Extremists from ultra-Orthodox settler groups, who say God gave the region to the children of Abraham for all time, have been increasingly active in recent months.
This has taken place as the United States sought to pressure the Israeli government to relinquish the West Bank, or a large portion of it, as part of a peace deal with the Palestinians.
The smoldering crisis escalated sharply Dec. 12 when a mob of angry settlers stormed a regional military base near the Arab city of Qalqilya, stoned the brigade commander and his deputy and burned army trucks.
The right-wing hard-liners attacked the base because, they said, the military was preparing to shut down a settlement the Israeli Supreme Court had ordered closed in August.
Earlier, another group broke into a closed military zone on the border with Jordan and attempted to establish a settlement outpost before they were arrested.
These incidents, with troops under attack from fellow Jews, triggered an outcry in the Israeli media, with some commentators even speculating on "civil war."
The liberal Haaretz daily warned that "the only 'red line' that has yet to be crossed is a scenario in which an Israeli citizen fires on soldiers. There are those in Israel's security forces who fear that day is not so distant."
The violence follows a growing number of so-called price-tag attacks by settlers on Palestinian mosques and churches, some of which were torched. These attacks are intended to dissuade the government from moving against illegal hilltop outposts, a tactic used by the more militant settlers to extend the settlement process.

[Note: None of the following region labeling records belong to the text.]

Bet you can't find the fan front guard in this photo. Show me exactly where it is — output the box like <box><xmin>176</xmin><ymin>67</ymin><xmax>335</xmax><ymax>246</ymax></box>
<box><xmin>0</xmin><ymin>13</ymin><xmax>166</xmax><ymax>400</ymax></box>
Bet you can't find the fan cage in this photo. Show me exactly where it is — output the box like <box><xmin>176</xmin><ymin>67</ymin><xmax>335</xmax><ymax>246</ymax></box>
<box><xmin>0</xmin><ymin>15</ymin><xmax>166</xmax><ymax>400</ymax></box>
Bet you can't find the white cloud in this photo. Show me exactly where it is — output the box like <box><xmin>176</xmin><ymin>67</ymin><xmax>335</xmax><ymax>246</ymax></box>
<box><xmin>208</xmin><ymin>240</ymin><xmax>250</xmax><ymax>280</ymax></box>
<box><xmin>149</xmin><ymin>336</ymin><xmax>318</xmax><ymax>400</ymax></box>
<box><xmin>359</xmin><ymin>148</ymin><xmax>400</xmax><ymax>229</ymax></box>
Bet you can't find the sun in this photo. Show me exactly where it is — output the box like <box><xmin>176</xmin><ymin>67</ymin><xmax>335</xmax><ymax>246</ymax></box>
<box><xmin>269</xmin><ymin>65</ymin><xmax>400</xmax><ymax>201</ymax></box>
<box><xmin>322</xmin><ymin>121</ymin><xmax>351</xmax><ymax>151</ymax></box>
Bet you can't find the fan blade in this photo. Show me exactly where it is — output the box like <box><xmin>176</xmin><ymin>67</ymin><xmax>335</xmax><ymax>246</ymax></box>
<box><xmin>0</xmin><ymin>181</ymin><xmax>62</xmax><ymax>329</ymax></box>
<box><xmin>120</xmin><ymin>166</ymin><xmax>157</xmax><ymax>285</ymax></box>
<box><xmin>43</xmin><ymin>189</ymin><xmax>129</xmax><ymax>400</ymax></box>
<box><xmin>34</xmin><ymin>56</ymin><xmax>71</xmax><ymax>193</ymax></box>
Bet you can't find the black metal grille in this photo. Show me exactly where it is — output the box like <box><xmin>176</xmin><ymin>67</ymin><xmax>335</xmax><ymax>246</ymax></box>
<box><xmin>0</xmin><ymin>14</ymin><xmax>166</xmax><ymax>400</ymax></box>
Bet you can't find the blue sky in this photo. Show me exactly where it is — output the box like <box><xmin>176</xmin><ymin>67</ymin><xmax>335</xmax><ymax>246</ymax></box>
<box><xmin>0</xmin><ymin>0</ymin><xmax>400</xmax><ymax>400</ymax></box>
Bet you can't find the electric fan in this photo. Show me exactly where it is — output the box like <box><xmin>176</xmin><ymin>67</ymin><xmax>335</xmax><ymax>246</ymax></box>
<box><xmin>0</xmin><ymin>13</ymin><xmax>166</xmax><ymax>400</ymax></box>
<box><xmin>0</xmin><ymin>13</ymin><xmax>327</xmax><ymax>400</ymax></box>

Ironically, it was one devised in 1997 by Ariel Sharon, then foreign minister in Netanyahu's first term as premier, who exhorted settlers to "seize the hilltops" to prevent the creation of a Palestinian state.
The recent attacks are part of a larger hard-line campaign to prevent the government forcibly evacuating settlements, which the settlers see as a move toward an eventual sellout to the Palestinians.
Israeli Defense Minister Ehud Barak, Strategic Affairs Minister Moshe Yaalon and others branded the attacks as terrorism, an epithet rarely used against Jews and the politically powerful movement representing the 300,000 settlers in the West Bank.
"There's no question that this is terror behavior," declared Barak, Israel's most decorated war hero.
Prime Minister Binyamin Netanyahu, a right-wing hawk widely blamed for undermining the peace process, described the attack on the army as "intolerable."
He directed security forces to be more aggressive against the militants and decreed they would be tried by military courts.
But he stopped short of calling the culprits "terrorists," thus avoiding a politically dangerous clash with the settler bloc by equating the militants' actions with stone-throwing Palestinian "terrorists."
Indeed, the commotion, and the customary condemnations, underlines just how powerless the authorities are when it comes to Jewish terrorism and how success administrations have failed to rein them in.
Even the right-leaning Jerusalem Post was incensed by the attack on the army.
"What needs to be understood is that these settlers and far-right activists largely do not fear the police or the courts," the Post's military affairs correspondent Yaakov Katz, wrote.
"Past experience has shown that punishments tend to be minor and that's in the rare instance where the case actually makes it court."
Palestinians living in the West Bank, who have been under military occupation since 1967, are routinely tried by military courts where defendants' rights are minimal.
Haaretz, which has long spoken out against Jewish terrorism and settler militancy, cited military documents indicating that in 2010 99.74 percent of Palestinians who appeared before military courts were convicted.
That's 25 acquittals out of 9,542 cases.
Despite the government's pledge to crack down of right-wing extremists it has in recent weeks approved settlement expansions in the West Bank and, more controversially, in Arab East Jerusalem where the Israelis have been systematically forcing out the Palestinian population for years.